We can call our 36.0-ohm resistor 𝑅 one, our 50.0-ohm resistor 𝑅 two, and our 700-ohm resistor 𝑅 three. We want to solve, first, for the largest resistance obtainable by combining these three in some way. We’ll call that 𝑅 sub max. And next, we want to solve for the smallest possible resistance that these three can be arranged to create. We’ll call that 𝑅 sub min.
To get started, let’s recall the two different ways that resistors can be combined in a circuit. In general resistors can be combined in a circuit either in series, that is all in a row, or in parallel, in separate branches that run alongside one another. Depending on which of these two types a set of resistors are arranged in, the way those resistors are combined mathematically changes.
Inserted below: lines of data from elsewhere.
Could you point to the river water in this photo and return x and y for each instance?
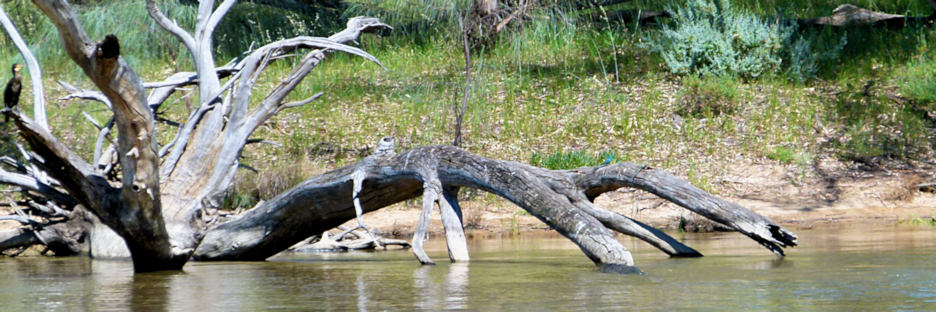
(857, 268)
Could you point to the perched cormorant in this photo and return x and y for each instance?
(12, 91)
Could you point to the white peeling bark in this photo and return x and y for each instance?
(452, 224)
(35, 72)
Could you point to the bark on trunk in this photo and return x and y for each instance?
(562, 199)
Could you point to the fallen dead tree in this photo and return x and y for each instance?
(161, 197)
(562, 199)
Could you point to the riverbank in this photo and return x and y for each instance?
(834, 194)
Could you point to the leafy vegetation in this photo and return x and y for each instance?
(712, 38)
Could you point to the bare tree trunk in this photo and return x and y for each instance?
(160, 204)
(562, 199)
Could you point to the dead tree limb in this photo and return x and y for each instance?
(849, 15)
(35, 73)
(160, 206)
(561, 199)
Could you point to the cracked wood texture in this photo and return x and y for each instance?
(560, 198)
(159, 206)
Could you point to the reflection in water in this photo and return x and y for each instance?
(456, 286)
(878, 269)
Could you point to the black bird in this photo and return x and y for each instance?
(12, 91)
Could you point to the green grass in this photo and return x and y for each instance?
(571, 160)
(557, 93)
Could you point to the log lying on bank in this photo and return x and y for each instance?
(849, 15)
(563, 199)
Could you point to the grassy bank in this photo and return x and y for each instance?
(563, 93)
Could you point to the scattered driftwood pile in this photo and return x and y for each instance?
(161, 197)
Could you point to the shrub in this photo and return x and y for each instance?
(710, 38)
(804, 54)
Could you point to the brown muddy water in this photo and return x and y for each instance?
(854, 268)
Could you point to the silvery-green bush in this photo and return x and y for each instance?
(709, 37)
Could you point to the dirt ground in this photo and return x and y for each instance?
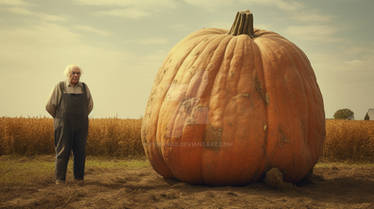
(331, 186)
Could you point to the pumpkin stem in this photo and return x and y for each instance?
(243, 24)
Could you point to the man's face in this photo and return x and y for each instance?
(75, 75)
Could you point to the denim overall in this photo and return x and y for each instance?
(71, 128)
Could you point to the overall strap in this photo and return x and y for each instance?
(84, 90)
(62, 89)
In series, the total resistance, 𝑅 sub 𝑇, is equal to the linear sum of each of the individual resistors up to the last resistor, 𝑅 sub 𝑛, while in parallel one over the total resistance 𝑅 sub 𝑇 equals one over the first resistor value plus one over the second resistor value and so on up to one over the last resistor value, 𝑅 sub 𝑛.
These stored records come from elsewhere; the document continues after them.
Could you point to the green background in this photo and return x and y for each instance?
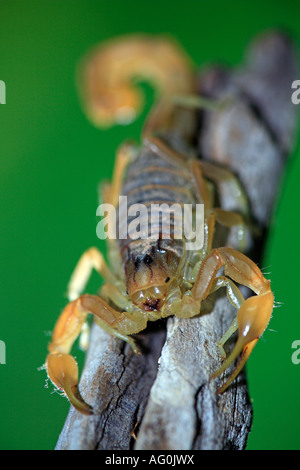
(51, 160)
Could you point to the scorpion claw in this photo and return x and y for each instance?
(253, 318)
(63, 372)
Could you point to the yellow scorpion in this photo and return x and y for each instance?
(151, 278)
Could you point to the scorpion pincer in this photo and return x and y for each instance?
(151, 278)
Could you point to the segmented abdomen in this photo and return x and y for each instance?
(153, 180)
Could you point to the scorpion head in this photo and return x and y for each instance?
(148, 280)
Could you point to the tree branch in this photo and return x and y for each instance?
(172, 405)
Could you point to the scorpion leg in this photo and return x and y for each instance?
(232, 219)
(254, 313)
(91, 259)
(221, 175)
(60, 365)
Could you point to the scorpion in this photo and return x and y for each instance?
(146, 279)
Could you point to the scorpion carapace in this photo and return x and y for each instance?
(154, 277)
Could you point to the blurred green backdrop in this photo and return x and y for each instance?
(51, 160)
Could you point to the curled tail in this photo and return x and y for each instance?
(106, 76)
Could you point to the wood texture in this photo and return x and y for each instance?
(165, 395)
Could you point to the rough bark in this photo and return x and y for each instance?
(165, 395)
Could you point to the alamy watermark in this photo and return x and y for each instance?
(2, 92)
(157, 221)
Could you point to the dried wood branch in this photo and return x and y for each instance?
(164, 395)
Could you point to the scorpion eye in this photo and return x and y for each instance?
(148, 260)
One fact about adding resistors in parallel is that the total resistance, 𝑅 sub 𝑇, is always less than any of the individual resistors involved in the parallel circuit: 𝑅 sub one, 𝑅 sub two, up to the last resistor. This means that to solve for 𝑅 sub min, the least possible total resistance of these three resistors 𝑅 one, 𝑅 two, and 𝑅 three arranged together, we’ll use the parallel addition formulation.
The maximum possible resistance though, 𝑅 sub max, involves adding the resistors in series. So 𝑅 sub max equals 𝑅 one plus 𝑅 two plus 𝑅 three or 36.0 plus 50.0 plus 700 ohms. Altogether, to three significant figures, 𝑅 sub max is 786 ohms. That’s the highest total resistance we can create combining 𝑅 one, 𝑅 two, and 𝑅 three.
Now we’ll move to solving for 𝑅 sub min, where we’ll use the parallel addition formula. One over 𝑅 sub min equals one over 𝑅 one plus one over 𝑅 two plus one over 𝑅 three. If we multiply both sides of the equation by 𝑅 one times 𝑅 two times 𝑅 three and then rearrange to solve for 𝑅 sub min, we find it’s equal to the product of the three resistances divided by 𝑅 two times 𝑅 three plus 𝑅 one times 𝑅 three plus 𝑅 one times 𝑅 two.
When we plug in for these values and enter these values on our calculator, we find that, to three significant figures, 𝑅 min is 20.3 ohms. That’s the smallest total resistance these three resistors can be combined to make. And notice that it’s smaller than any one of them.